- Promotional release poster
- Genre: Heist Drama
- Written by: Diego Muñoz
- Screenplay by: Juan Andrés Rivera; Luis Pérez García; Valeria Hofmann;
- Directed by: Julio Jorquera Arriagada; Fernando Guzzoni; Pepa San Martín;
- Starring: Nicolás Contreras; Francisca Armstrong; Pablo Macaya; Carmen Zabala; Lukas Vergara;
- Composers: Miguel Miranda; José Miguel Tobar;
- Country of origin: Chile
- Original language: Spanish
- No. of seasons: 2
- No. of episodes: 16

Production
- Producers: Ángela Poblete; Carolina Carter; Juan de Dios Larraín; Pablo Larraín; Tomás González;
- Cinematography: Arnaldo Rodríguez; M.I. Littin-Menz; Mauro Veloso;
- Editors: Javier Estévez; Alvaro Solar; Diego Macho Gómez; Adela Altamirano;
- Camera setup: Multi-camera
- Running time: 34–43 min
- Production company: Fabula

Original release
- Network: Netflix
- Release: January 31, 2024 – present

= Baby Bandito =

Baby Bandito is a Chilean heist drama television series directed by Julio Jorquera Arriagada, Fernando Guzzoni and Pepa San Martín and written by Diego Muñoz with the screenplay and dialogues were co-written by Juan Andrés Rivera, Luis Pérez García and Valeria Hofmann. Produced by Fabula, and stars Nicolás Contreras, Francisca Armstrong, Pablo Macaya, Carmen Zabala and Lukas Vergara.
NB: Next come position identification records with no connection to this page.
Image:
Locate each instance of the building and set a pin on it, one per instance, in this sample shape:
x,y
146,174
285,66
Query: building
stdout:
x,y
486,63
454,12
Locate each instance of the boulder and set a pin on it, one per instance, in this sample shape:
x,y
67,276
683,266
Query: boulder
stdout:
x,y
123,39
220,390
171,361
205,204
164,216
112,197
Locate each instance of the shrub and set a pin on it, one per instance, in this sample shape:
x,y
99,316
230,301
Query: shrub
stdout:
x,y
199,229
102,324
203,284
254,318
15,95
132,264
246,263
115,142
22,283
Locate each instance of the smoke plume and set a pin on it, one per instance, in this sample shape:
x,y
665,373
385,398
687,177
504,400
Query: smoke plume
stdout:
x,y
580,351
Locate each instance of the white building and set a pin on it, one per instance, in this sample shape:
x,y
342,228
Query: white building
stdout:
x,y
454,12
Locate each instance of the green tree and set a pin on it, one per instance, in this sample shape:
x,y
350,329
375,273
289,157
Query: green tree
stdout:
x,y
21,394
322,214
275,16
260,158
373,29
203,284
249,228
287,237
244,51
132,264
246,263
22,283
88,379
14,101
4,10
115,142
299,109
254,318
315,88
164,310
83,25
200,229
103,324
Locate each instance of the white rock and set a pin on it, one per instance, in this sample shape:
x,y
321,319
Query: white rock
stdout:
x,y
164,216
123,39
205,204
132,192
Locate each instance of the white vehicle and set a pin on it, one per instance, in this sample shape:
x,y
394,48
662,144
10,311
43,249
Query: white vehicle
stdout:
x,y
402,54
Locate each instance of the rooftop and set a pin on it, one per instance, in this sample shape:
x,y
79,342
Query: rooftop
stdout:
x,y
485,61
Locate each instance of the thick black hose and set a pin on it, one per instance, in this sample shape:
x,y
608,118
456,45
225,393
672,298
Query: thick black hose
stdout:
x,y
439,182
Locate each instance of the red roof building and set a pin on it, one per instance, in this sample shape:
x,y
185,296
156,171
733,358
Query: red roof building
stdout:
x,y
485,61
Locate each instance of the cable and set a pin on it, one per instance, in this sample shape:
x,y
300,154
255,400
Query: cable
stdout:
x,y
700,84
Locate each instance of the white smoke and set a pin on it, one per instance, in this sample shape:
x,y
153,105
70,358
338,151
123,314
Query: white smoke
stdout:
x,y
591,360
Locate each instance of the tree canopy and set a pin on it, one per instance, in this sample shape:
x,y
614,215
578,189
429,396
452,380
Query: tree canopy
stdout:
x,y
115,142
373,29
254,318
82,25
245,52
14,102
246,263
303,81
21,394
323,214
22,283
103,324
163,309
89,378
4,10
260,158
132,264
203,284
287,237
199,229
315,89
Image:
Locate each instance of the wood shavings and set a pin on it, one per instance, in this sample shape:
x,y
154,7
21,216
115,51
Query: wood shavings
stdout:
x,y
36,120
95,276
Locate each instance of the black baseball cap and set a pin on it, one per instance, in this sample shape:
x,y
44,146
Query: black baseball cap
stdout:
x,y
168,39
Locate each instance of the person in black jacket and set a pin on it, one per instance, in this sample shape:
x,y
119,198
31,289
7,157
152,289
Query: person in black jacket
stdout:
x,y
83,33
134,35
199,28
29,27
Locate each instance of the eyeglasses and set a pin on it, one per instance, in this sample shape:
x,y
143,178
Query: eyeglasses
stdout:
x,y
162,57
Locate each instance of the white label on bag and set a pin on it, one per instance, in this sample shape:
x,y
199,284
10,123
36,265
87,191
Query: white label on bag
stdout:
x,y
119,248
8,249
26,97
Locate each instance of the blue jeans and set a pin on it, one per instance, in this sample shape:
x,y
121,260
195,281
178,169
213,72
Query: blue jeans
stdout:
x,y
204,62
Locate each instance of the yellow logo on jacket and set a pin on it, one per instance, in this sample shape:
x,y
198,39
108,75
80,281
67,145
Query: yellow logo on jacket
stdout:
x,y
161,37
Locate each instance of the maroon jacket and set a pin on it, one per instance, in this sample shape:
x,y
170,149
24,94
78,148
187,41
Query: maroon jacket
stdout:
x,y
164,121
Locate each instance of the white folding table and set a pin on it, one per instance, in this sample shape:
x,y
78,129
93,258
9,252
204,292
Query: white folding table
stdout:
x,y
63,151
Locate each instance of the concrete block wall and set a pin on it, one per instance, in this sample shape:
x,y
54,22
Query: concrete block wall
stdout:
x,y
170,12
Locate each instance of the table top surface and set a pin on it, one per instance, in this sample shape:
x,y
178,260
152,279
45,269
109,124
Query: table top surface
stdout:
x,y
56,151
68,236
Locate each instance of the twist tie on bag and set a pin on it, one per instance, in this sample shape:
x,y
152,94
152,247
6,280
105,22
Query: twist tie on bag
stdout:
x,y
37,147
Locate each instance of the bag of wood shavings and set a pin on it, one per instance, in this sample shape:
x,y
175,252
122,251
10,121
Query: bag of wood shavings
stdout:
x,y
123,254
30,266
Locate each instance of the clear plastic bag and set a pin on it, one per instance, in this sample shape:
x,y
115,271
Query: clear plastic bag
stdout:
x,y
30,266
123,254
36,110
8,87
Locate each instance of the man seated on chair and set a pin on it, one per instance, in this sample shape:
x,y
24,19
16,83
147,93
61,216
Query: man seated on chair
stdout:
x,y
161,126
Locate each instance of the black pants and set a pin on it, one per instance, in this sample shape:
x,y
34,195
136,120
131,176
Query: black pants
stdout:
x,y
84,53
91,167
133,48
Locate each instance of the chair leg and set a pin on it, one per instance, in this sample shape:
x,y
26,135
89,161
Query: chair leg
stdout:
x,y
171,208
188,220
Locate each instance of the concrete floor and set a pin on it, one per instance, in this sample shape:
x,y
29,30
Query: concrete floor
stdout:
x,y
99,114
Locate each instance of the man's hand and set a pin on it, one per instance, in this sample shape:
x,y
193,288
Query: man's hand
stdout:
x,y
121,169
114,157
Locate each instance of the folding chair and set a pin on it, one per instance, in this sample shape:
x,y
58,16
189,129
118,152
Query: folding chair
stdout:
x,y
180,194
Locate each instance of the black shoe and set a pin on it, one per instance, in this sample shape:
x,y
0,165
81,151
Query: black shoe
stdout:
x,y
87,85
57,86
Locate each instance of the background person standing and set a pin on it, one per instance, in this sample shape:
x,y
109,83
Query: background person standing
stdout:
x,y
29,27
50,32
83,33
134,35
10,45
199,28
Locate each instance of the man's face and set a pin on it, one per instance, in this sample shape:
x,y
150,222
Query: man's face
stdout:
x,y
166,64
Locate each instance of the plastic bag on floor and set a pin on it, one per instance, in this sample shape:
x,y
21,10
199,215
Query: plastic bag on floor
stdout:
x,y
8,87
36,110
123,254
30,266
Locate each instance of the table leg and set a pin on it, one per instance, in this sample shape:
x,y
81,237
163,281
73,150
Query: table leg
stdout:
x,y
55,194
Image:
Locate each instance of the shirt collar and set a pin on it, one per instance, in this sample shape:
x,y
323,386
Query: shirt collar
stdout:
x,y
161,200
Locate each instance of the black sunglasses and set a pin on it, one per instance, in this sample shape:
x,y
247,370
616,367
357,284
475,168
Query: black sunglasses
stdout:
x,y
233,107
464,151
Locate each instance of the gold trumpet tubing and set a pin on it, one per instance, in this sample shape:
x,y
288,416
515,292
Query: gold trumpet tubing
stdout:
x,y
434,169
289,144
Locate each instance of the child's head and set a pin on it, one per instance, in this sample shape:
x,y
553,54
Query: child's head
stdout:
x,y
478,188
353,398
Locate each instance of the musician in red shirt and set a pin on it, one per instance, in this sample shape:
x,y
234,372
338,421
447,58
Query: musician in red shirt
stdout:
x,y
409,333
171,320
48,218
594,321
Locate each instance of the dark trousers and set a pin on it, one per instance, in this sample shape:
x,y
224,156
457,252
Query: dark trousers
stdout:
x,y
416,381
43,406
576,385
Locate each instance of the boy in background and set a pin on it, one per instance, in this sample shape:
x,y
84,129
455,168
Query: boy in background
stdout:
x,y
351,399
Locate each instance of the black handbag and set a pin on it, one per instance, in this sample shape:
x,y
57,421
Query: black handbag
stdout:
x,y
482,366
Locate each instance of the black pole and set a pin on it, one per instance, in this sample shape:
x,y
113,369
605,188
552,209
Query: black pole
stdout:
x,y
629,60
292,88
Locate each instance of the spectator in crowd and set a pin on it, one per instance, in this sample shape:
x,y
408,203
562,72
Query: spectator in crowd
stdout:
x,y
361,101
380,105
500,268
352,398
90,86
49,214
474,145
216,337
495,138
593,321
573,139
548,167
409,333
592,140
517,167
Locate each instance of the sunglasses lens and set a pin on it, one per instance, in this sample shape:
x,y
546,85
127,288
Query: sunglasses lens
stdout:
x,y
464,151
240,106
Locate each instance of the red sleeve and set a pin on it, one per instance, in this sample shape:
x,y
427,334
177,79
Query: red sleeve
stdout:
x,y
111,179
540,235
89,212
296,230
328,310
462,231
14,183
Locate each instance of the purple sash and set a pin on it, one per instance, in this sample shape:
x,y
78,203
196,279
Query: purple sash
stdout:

The series premiered on Netflix on January 31, 2024. Season 2 premiered on October 22, 2025.

== Cast ==
- Nicolás Contreras as Kevin
- Francisca Armstrong as Génesis
- Pablo Macaya as Pantera
- Carmen Zabala as Mistica
- Lukas Vergara as Panda
- Mario Horton as Galgo
- Mauricio Pesutic as El Carnicero
- Daniel Muñoz as Pedro
- Marcelo Alonso as Ruso
- Mariana Loyola as Ana
- Francisca Imboden as Fiscal Soraya
- Ricardo Fernández as Comisario Bozo
- Amparo Noguera as Natalia
- Vesta Lugg as Ludovica
- Diego Muñoz as Rambo
- Antonia Zegers as Paloma
- Florencia Berner as America
- Simon Pesutic as Alex
- Gabriel Urzua as Gustavo

== Production ==
In June 2023, The series was announced on Netflix. The filming took place in Chile and Italy. The trailer of the series was released on December 13, 2023.

== Reception ==
Melissa Camacho of Common Sense Media rated the series 3 stars out of 5. Joel Keller of Decider reviewed the series.